„Und warum suchst Du diesen Ort?“ fragte Churon, dem es im Grunde egal war, ob sein Gefährte darauf antworten würde oder nicht. Doch dieser war offenbar in einer mitteilsamen Laune. „Nun, zum einen bieten die Höhlen dort einen ganz guten Schutz und geben einen ausgezeichneten Lagerplatz ab. Es gibt auch frisches Wasser. Aber vor allem möchte ich dort hin, weil ich etwas ganz besonderes suche. Ich weiß nicht mit völliger Sicherheit, ob es tatsächlich dort ist, doch wenn dies der Fall sein sollte, bin ich meinem Ziel so nahe wie nie.“
Aus diesen Worten konnte Churon nur den Schluss ziehen, dass es sich dabei um etwas von hohem Wert handeln musste. Wenn Sharezar ihm keine Lüge erzählt hatte (worin Churon keinen Sinn sah), dann könnte ein Schatzhort gemeint sein.

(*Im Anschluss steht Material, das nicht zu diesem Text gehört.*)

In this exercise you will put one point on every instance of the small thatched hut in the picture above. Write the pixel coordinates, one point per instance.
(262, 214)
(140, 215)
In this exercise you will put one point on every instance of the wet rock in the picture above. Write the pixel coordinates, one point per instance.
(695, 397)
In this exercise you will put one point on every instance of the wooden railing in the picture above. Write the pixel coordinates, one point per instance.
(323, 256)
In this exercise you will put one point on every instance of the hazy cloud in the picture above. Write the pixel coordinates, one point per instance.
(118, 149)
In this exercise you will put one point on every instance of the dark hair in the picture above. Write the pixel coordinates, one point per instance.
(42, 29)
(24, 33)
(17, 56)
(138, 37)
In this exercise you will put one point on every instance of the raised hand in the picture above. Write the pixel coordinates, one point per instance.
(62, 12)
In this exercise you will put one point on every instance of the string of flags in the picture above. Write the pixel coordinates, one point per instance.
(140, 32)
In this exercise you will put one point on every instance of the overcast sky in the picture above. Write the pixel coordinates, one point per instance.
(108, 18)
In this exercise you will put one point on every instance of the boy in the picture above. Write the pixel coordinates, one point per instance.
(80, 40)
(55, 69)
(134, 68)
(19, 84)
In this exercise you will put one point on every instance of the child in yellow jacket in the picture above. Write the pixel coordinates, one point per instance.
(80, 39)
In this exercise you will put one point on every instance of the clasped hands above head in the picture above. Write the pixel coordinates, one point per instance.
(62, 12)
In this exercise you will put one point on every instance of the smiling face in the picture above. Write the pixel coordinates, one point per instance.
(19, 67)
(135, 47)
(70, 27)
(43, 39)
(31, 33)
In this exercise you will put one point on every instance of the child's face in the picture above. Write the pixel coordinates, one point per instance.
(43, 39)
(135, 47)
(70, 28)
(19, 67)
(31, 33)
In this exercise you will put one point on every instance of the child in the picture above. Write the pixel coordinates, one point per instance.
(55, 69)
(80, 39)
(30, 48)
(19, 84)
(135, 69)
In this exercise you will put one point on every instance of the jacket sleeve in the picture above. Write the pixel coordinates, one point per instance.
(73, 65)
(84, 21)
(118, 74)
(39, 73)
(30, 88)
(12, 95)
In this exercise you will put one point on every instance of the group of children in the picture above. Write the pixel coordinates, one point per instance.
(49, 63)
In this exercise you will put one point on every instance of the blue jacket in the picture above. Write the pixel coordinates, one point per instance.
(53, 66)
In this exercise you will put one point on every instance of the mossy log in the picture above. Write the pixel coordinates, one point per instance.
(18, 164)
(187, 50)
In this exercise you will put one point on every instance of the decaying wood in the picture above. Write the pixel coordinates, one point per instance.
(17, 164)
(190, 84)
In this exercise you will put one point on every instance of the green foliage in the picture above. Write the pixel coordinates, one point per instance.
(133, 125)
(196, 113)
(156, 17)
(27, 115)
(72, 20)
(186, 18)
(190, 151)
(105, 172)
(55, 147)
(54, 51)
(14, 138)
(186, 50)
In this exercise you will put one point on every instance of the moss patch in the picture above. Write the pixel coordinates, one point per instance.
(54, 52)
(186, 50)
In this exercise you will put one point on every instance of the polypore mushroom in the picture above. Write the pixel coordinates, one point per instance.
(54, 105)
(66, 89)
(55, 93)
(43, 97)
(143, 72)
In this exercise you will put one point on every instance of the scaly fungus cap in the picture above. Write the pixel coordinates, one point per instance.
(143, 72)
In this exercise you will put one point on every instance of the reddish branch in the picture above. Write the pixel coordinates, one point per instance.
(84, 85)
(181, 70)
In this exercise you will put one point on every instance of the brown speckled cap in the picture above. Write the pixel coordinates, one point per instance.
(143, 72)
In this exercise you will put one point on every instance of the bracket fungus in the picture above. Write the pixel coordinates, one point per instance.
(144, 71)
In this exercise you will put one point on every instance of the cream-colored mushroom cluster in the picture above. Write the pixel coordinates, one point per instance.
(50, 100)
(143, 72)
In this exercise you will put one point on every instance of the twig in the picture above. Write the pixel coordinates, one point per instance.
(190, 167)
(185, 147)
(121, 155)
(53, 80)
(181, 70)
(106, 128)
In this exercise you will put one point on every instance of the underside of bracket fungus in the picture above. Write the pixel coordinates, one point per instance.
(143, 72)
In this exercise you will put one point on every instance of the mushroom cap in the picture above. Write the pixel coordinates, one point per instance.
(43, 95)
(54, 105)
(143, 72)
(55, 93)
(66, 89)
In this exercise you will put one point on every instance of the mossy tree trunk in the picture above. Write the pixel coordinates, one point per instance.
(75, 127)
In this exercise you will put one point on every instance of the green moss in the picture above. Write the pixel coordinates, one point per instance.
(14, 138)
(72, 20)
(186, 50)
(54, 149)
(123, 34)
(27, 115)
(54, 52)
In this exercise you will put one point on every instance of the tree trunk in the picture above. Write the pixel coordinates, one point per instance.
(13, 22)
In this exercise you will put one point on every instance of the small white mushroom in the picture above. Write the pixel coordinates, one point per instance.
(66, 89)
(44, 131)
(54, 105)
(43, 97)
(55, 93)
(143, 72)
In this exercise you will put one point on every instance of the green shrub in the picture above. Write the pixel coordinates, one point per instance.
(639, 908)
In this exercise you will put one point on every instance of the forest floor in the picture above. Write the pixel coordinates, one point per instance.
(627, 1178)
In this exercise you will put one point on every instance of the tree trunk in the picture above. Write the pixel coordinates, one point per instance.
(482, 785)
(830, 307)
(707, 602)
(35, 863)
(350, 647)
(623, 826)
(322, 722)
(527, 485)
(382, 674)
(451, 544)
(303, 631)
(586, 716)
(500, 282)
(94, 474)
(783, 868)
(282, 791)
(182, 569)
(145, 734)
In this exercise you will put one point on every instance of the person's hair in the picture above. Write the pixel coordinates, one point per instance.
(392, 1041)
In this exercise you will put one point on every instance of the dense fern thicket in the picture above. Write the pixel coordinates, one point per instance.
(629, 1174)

Er wartete ab, ob sein Gefährte weiterreden und noch mehr verraten würde.
„Du musst wissen, dass dieses Land nicht immer so unbewohnt war. Heute haben sich im Norden, Westen und Osten die Menschen ausgebreitet. Im Westen siedelt das Inselvolk, im Norden halten noch die letzten Überlebenden von Elnanbia die Stellung, und östlich von uns beginnt bald das Waldland von Peola, wo einige Menschenstämme leben. Wir reisen zurzeit durch einen menschenleeren Korridor dazwischen. Und doch war dieses Land einmal Teil eines großen Reiches, kultiviert und von prächtigen Städten durchsetzt.“
„Das fällt mir schwer zu glauben“, warf Churon ein.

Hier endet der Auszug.